Distribute tests over many workers using a queue
MIT License
171 stars 27 forks source link

Using a Redis server that requires SSL connection with self signed certificate exits 0 with 0 tests run #292

Open schneems opened 4 days ago

schneems commented 4 days ago

The issue is described in my debugging notes here https://github.com/heroku/heroku-buildpack-ruby/issues/1505#issuecomment-2469218290

Context

Heroku rolled out a SSL connections by default https://devcenter.heroku.com/changelog-items/2992. However all certificates are self-signed. (as the servers do not "own" the domain compute-1.amazonaws.com). Therefore we recommend people disable peer verification https://devcenter.heroku.com/articles/connecting-heroku-redis#connecting-in-ruby.

When this change happened, my CI was reporting that my runs were successful however I never noticed that they were executing 0 tests:

-----> Running test command `bundle exec rspec-queue --max-requeues=3 --timeout 180 --queue $REDIS_URL --format documentation || { cat log/test_order.log;  $(exit 1); }`...
Finished in 9.72 seconds (files took 20.02 seconds to load)
0 examples, 0 failures
-----> test command `bundle exec rspec-queue --max-requeues=3 --timeout 180 --queue $REDIS_URL --format documentation || { cat log/test_order.log;  $(exit 1); }` completed successfully

While debugging, I tried connecting to a legacy non-ssl url (REDIS_TEMPORARY_URL) and when I made that change everything worked fine.

Expected

When I try to connect to a redis instance and the connection fails for some reason that it will exit non-zero.

Actual

It reports 0 tests were executed and then does not fail

Suggestion

Ideally if the runner cannot connect to redis (for any reason) it would hard fail and ideally give more connection information.

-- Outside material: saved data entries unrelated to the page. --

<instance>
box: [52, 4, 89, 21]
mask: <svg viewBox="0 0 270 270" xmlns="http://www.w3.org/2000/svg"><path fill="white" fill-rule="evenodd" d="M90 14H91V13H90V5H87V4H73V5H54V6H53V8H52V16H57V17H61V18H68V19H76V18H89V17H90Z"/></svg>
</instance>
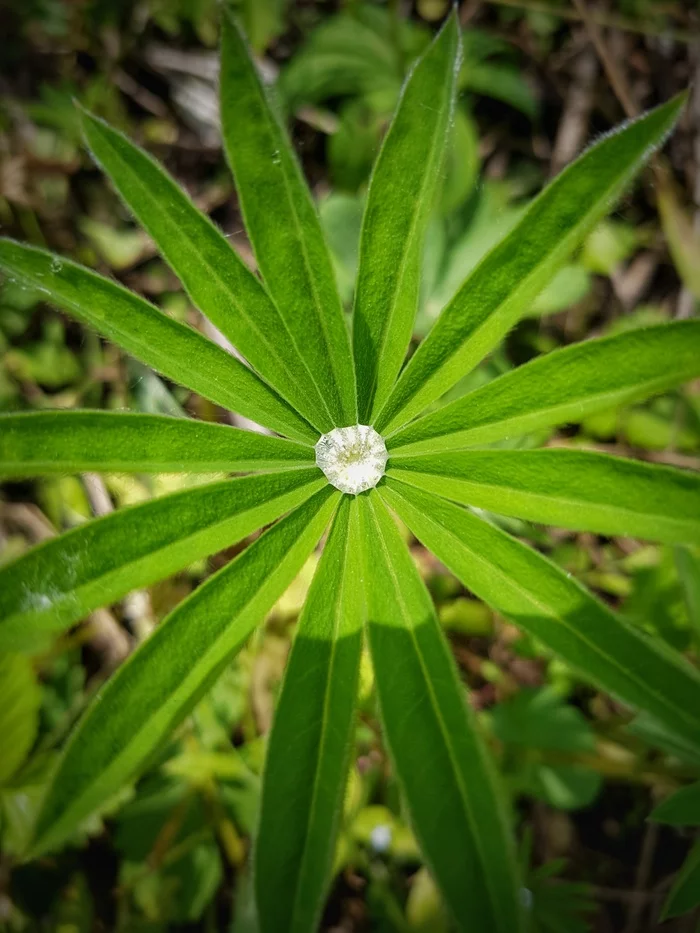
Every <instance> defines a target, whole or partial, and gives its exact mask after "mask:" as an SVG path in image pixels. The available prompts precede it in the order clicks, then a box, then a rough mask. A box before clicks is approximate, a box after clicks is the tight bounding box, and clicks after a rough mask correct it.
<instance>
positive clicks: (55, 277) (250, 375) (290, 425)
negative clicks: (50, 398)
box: [0, 239, 317, 442]
mask: <svg viewBox="0 0 700 933" xmlns="http://www.w3.org/2000/svg"><path fill="white" fill-rule="evenodd" d="M0 269H2V270H3V271H4V272H6V273H7V275H8V277H9V278H10V279H14V278H16V279H19V280H20V281H21V282H22V283H24V284H25V285H30V286H32V287H34V288H37V289H38V290H39V291H40V292H41V294H42V296H43V297H45V298H46V299H47V300H48V301H50V302H52V303H53V304H55V305H57V306H58V307H59V308H62V309H63V310H64V311H67V312H68V313H69V314H71V315H73V316H74V317H76V318H78V320H80V321H82V322H83V323H85V324H88V325H90V326H91V327H94V328H95V330H97V331H98V333H100V334H103V335H104V336H105V337H108V338H109V339H110V340H113V341H114V342H115V343H116V344H118V345H119V346H121V347H123V348H124V349H125V350H126V351H127V352H128V353H131V354H133V355H134V356H135V357H136V358H137V359H139V360H141V361H142V362H144V363H146V364H147V365H148V366H151V367H153V369H155V370H157V371H158V372H159V373H162V374H163V375H164V376H167V377H168V379H172V380H173V381H174V382H179V383H180V384H181V385H184V386H187V388H188V389H192V391H194V392H198V393H199V394H200V395H203V396H204V398H208V399H210V401H212V402H215V403H216V404H217V405H222V406H223V407H224V408H229V409H231V410H232V411H237V412H238V413H239V414H241V415H244V416H245V417H246V418H251V419H252V420H253V421H258V422H260V423H261V424H264V425H265V426H266V427H268V428H272V429H273V430H275V431H278V432H279V433H280V434H288V435H289V436H290V437H294V438H296V439H297V440H302V441H309V440H311V441H312V442H313V441H315V440H316V439H317V434H316V433H315V432H314V430H313V428H312V427H311V426H310V425H309V424H308V423H307V422H306V421H305V420H304V419H303V418H302V417H301V416H300V415H298V414H297V413H296V412H295V411H294V409H293V408H291V407H290V406H289V405H288V404H287V403H286V402H285V401H283V400H282V399H281V398H279V396H278V395H277V394H276V393H275V392H274V391H273V390H272V389H270V388H269V387H268V386H267V385H266V383H264V382H263V381H262V379H260V377H259V376H256V374H255V373H254V372H252V371H251V370H250V369H248V367H247V366H244V365H243V363H241V362H240V361H239V360H237V359H236V358H235V357H233V356H231V354H229V353H226V351H225V350H222V349H221V348H220V347H217V345H216V344H215V343H213V342H212V341H211V340H207V338H206V337H203V336H202V335H201V334H199V333H197V331H195V330H193V329H192V328H191V327H187V326H186V325H184V324H179V323H178V322H177V321H175V320H173V319H172V318H169V317H168V316H167V315H166V314H164V313H163V312H162V311H160V310H159V309H158V308H156V307H154V306H153V305H151V304H149V303H148V302H147V301H145V300H144V299H143V298H139V296H138V295H135V294H134V293H133V292H130V291H129V290H128V289H126V288H123V287H122V286H121V285H117V284H116V282H111V281H110V280H109V279H105V278H103V277H102V276H100V275H97V274H96V273H95V272H91V271H90V270H89V269H85V268H83V267H81V266H79V265H77V264H76V263H74V262H70V261H69V260H67V259H63V258H62V257H58V256H53V255H52V254H51V253H47V252H45V251H44V250H41V249H36V248H34V247H32V246H23V245H22V244H20V243H15V242H14V241H13V240H7V239H0Z"/></svg>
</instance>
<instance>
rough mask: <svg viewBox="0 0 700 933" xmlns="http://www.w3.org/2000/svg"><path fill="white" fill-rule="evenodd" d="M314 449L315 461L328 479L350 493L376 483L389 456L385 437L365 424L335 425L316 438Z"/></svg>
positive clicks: (382, 475)
mask: <svg viewBox="0 0 700 933" xmlns="http://www.w3.org/2000/svg"><path fill="white" fill-rule="evenodd" d="M315 449H316V464H317V465H318V466H319V467H320V468H321V469H322V470H323V472H324V473H325V474H326V479H327V480H328V482H329V483H330V484H331V485H332V486H335V488H336V489H339V490H340V491H341V492H345V493H348V494H349V495H351V496H356V495H357V494H358V493H359V492H364V491H365V490H366V489H372V488H373V487H374V486H376V485H377V483H378V482H379V480H380V479H381V478H382V476H384V470H385V469H386V461H387V460H388V457H389V455H388V454H387V451H386V444H385V443H384V438H383V437H381V435H379V434H377V432H376V431H375V430H374V428H372V427H370V426H369V425H367V424H354V425H350V426H349V427H347V428H334V429H333V430H332V431H329V432H328V434H323V435H322V436H321V437H320V438H319V440H318V442H317V444H316V448H315Z"/></svg>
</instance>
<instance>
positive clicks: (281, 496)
mask: <svg viewBox="0 0 700 933" xmlns="http://www.w3.org/2000/svg"><path fill="white" fill-rule="evenodd" d="M319 476H320V474H319V472H318V471H317V470H316V469H310V470H294V471H289V472H286V473H276V474H275V473H273V474H270V475H262V476H248V477H243V478H241V479H234V480H226V481H224V482H221V483H213V484H208V485H205V486H198V487H196V488H194V489H187V490H184V491H183V492H179V493H174V494H173V495H170V496H163V497H162V498H160V499H154V500H152V501H151V502H146V503H144V504H143V505H136V506H132V507H131V508H126V509H120V510H118V511H116V512H112V513H110V514H109V515H106V516H105V517H104V518H99V519H96V520H95V521H91V522H87V523H86V524H83V525H79V526H78V527H77V528H74V529H73V530H71V531H69V532H67V533H66V534H64V535H61V536H60V537H58V538H52V539H50V540H48V541H46V542H44V543H43V544H40V545H39V546H38V547H35V548H33V549H32V550H31V551H29V552H28V553H27V554H24V555H22V556H21V557H19V558H18V559H17V560H15V561H13V562H12V563H9V564H6V565H5V566H3V567H0V645H2V646H3V648H13V647H21V648H24V647H28V646H32V645H36V644H37V643H39V642H41V641H42V640H43V639H45V638H46V636H47V635H51V634H55V633H57V632H60V631H62V630H64V629H66V628H68V627H69V626H70V625H72V624H73V623H74V622H77V621H78V620H79V619H81V618H82V617H83V616H85V615H86V614H87V613H88V612H90V611H91V610H92V609H95V608H97V607H98V606H104V605H107V604H109V603H111V602H113V601H115V600H116V599H119V598H120V597H122V596H124V595H125V594H126V593H128V592H130V591H131V590H134V589H137V588H138V587H141V586H147V585H148V584H150V583H154V582H155V581H156V580H160V579H163V578H164V577H167V576H169V575H170V574H172V573H175V571H177V570H180V569H181V568H182V567H186V566H187V565H188V564H191V563H192V562H193V561H195V560H197V559H199V558H201V557H206V556H207V555H208V554H212V553H214V552H215V551H218V550H220V549H221V548H223V547H227V546H228V545H230V544H233V543H234V542H235V541H238V540H240V539H241V538H244V537H245V536H246V535H248V534H250V533H251V532H252V531H255V530H256V529H257V528H259V527H260V526H261V525H264V524H266V523H267V522H271V521H273V520H274V519H276V518H278V517H279V516H280V515H282V514H283V513H284V512H286V511H287V510H288V509H290V508H294V507H295V506H297V505H299V504H300V503H301V502H304V500H306V499H308V498H310V496H312V495H313V494H314V493H315V492H317V491H318V490H319V489H320V488H321V487H322V486H323V485H324V484H325V480H324V479H323V478H322V477H321V478H319Z"/></svg>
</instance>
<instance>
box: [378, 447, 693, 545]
mask: <svg viewBox="0 0 700 933" xmlns="http://www.w3.org/2000/svg"><path fill="white" fill-rule="evenodd" d="M394 463H395V464H396V467H395V469H394V470H393V471H392V472H393V473H394V475H396V477H397V479H401V480H403V481H404V482H406V483H410V484H411V485H412V486H418V487H419V488H421V489H426V490H428V491H429V492H434V493H437V494H438V495H440V496H444V497H445V498H446V499H453V500H454V501H455V502H461V503H463V504H464V505H472V506H477V507H478V508H481V509H487V510H489V511H491V512H497V513H499V514H501V515H513V516H515V517H517V518H525V519H528V520H529V521H533V522H542V523H544V524H548V525H557V526H559V527H562V528H574V529H577V530H580V531H595V532H598V533H599V534H605V535H626V536H628V537H636V538H646V539H648V540H650V541H663V542H666V543H669V544H682V543H693V542H695V543H700V476H699V475H697V474H694V473H691V472H690V471H684V470H674V469H672V468H671V467H663V466H656V465H653V464H650V463H638V462H636V461H634V460H628V459H626V458H623V457H610V456H608V455H607V454H600V453H595V452H593V451H584V450H566V449H563V448H560V449H556V448H550V449H548V450H464V451H458V452H457V451H451V452H449V453H445V454H435V455H434V456H431V455H429V454H428V455H425V456H419V457H399V458H396V460H395V461H394Z"/></svg>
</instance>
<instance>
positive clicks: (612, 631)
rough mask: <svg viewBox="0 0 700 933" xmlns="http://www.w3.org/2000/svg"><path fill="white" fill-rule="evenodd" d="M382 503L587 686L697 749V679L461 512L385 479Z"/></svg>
mask: <svg viewBox="0 0 700 933" xmlns="http://www.w3.org/2000/svg"><path fill="white" fill-rule="evenodd" d="M382 495H383V496H384V497H385V498H386V499H387V501H388V502H389V504H390V505H391V506H392V508H395V509H396V511H397V512H398V514H399V516H400V517H401V518H402V519H403V521H405V522H406V524H407V525H408V526H409V528H410V529H411V531H413V533H414V534H415V535H417V537H418V538H419V539H420V540H421V541H422V542H423V544H425V546H426V547H429V548H430V550H431V551H432V552H433V553H434V554H435V556H436V557H438V559H439V560H441V561H442V562H443V563H444V564H445V565H446V566H447V567H448V568H449V569H450V570H451V571H452V572H453V573H454V574H455V576H457V578H458V579H460V580H461V581H462V583H463V584H464V585H465V586H466V587H468V588H469V589H470V590H471V591H472V592H473V593H475V594H476V595H477V596H478V597H479V598H480V599H483V600H484V602H487V603H489V604H490V605H491V606H493V608H494V609H496V610H497V611H498V612H501V613H502V614H503V615H505V616H506V617H507V618H510V619H512V620H513V621H514V622H515V623H517V624H518V625H520V626H521V627H522V628H523V629H524V630H525V631H526V632H528V633H529V634H531V635H533V636H534V637H535V638H537V639H539V641H541V642H542V644H544V645H545V646H546V647H547V648H549V649H550V650H552V651H554V652H555V653H556V654H558V655H559V656H560V657H562V658H563V659H564V660H565V661H566V662H567V663H568V664H570V665H571V666H572V667H573V668H574V669H576V670H578V671H579V672H580V673H581V675H582V676H583V677H584V678H585V679H586V680H589V681H593V682H594V683H596V684H598V685H599V686H600V687H602V688H603V689H604V690H607V691H608V692H609V693H612V694H613V695H614V696H617V697H618V698H619V699H621V700H622V701H624V702H625V703H627V704H628V705H630V706H632V707H633V708H639V709H643V710H646V711H648V712H649V713H651V714H652V715H653V716H655V717H656V718H658V719H659V720H661V721H663V722H665V723H667V724H668V726H669V727H670V728H671V729H672V730H673V731H675V732H677V733H678V734H679V735H681V736H683V737H685V738H686V739H687V740H689V741H690V742H691V744H693V745H700V674H698V672H697V671H696V670H695V669H694V668H693V667H691V666H690V664H688V663H687V662H686V661H685V659H684V658H683V657H682V656H681V655H679V654H676V653H675V652H673V651H672V650H671V649H670V648H668V647H667V646H666V645H665V644H664V643H663V642H659V641H656V640H652V639H651V638H650V637H648V636H646V635H645V633H643V632H641V631H639V630H637V629H635V628H633V627H632V626H631V625H630V624H629V623H627V622H626V621H625V620H624V619H622V618H621V617H620V616H618V615H616V614H615V613H613V612H612V611H611V610H609V609H608V608H607V607H606V606H604V605H603V604H602V603H600V602H598V601H597V600H596V599H595V598H594V597H593V596H592V595H591V594H590V593H588V592H587V591H586V590H585V589H584V588H583V587H582V586H580V585H579V584H578V583H577V582H576V581H575V580H573V579H571V578H570V575H568V574H566V573H565V572H564V571H563V570H560V569H559V568H558V567H557V566H555V565H554V564H552V563H551V562H550V561H549V560H547V558H546V557H544V556H543V555H541V554H538V553H537V552H536V551H534V550H532V549H531V548H529V547H527V546H526V545H524V544H521V543H520V542H519V541H517V540H515V538H511V537H510V535H508V534H506V533H505V532H503V531H501V530H500V529H498V528H496V527H494V526H493V525H490V524H489V523H487V522H485V521H483V519H480V518H477V516H476V515H473V514H471V513H470V512H468V511H466V510H465V509H463V508H460V507H459V506H456V505H453V504H452V503H450V502H447V501H445V500H444V499H439V498H438V497H437V496H434V495H432V494H430V493H424V492H420V491H418V490H417V489H415V488H414V487H412V486H407V485H405V484H404V483H398V482H397V481H396V480H394V479H389V480H387V484H386V486H385V487H383V490H382Z"/></svg>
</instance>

I understand that rspec-queue is marked deprecated in the readme, however I'm guessing that this behavior might also persist in other shared connection code-paths.

Beyond improving the connection failure message, if an flag or env var could be added to set the verification mode to none for use with hosted/self-signed certs, that would be helpful as I have no other way of working around this problem at this time.

casperisfine commented 3 days ago

This behavior is actually by design. ci-queue is designed so that all workers are expendable and soft failing except for actual test failures. This include not being able to reach Redis.

As such, the reporter step isn't optional, it's 100% required as it's the only thing that ensure all queued tests were ran.

This is definitely not documented enough, and you are not the first one to get bit by this.

What we could probably do to is to make this opt-in with some sort of --soft-failure-code 0 or something, as this was done at a time where our CI system didn't support registering some error code for soft failure.

if an flag or env var could be added to set the verification mode to none

That's a different feature request.

casperisfine commented 3 days ago

What we could probably do to is to make this opt-in with some sort of --soft-failure-code 0 or something

@ChrisBr any opinion?

schneems commented 3 days ago

Thanks for the extra context. In my case such a flag would meet my needs for increasing confidence. I'm running a small cluster, 16 nodes, and I don't expect any of them to fail or be unavailable.

all workers are expendable and soft failing except for actual test failures

CAP strikes again I guess. It makes sense that you would want your distributed job to allow for failure of nodes.

This include not being able to reach Redis.

Short of adding a new feature, lower hanging fruit could be to emit a warning saying when the worker is going into a soft-failure mode, ideally along with why to differentiate failure modes. Possibly to link to some docs explaining why it's not exiting 0 i.e. highlighting that it's designed with expendable test workers in mind. Basically, raise awareness of the issue.

That's a different feature request.

👍 I'm going to poke at it a bit. I'll be at RubyConf this week, so probably won't have a PR until after that. Thanks for taking a look at the issue.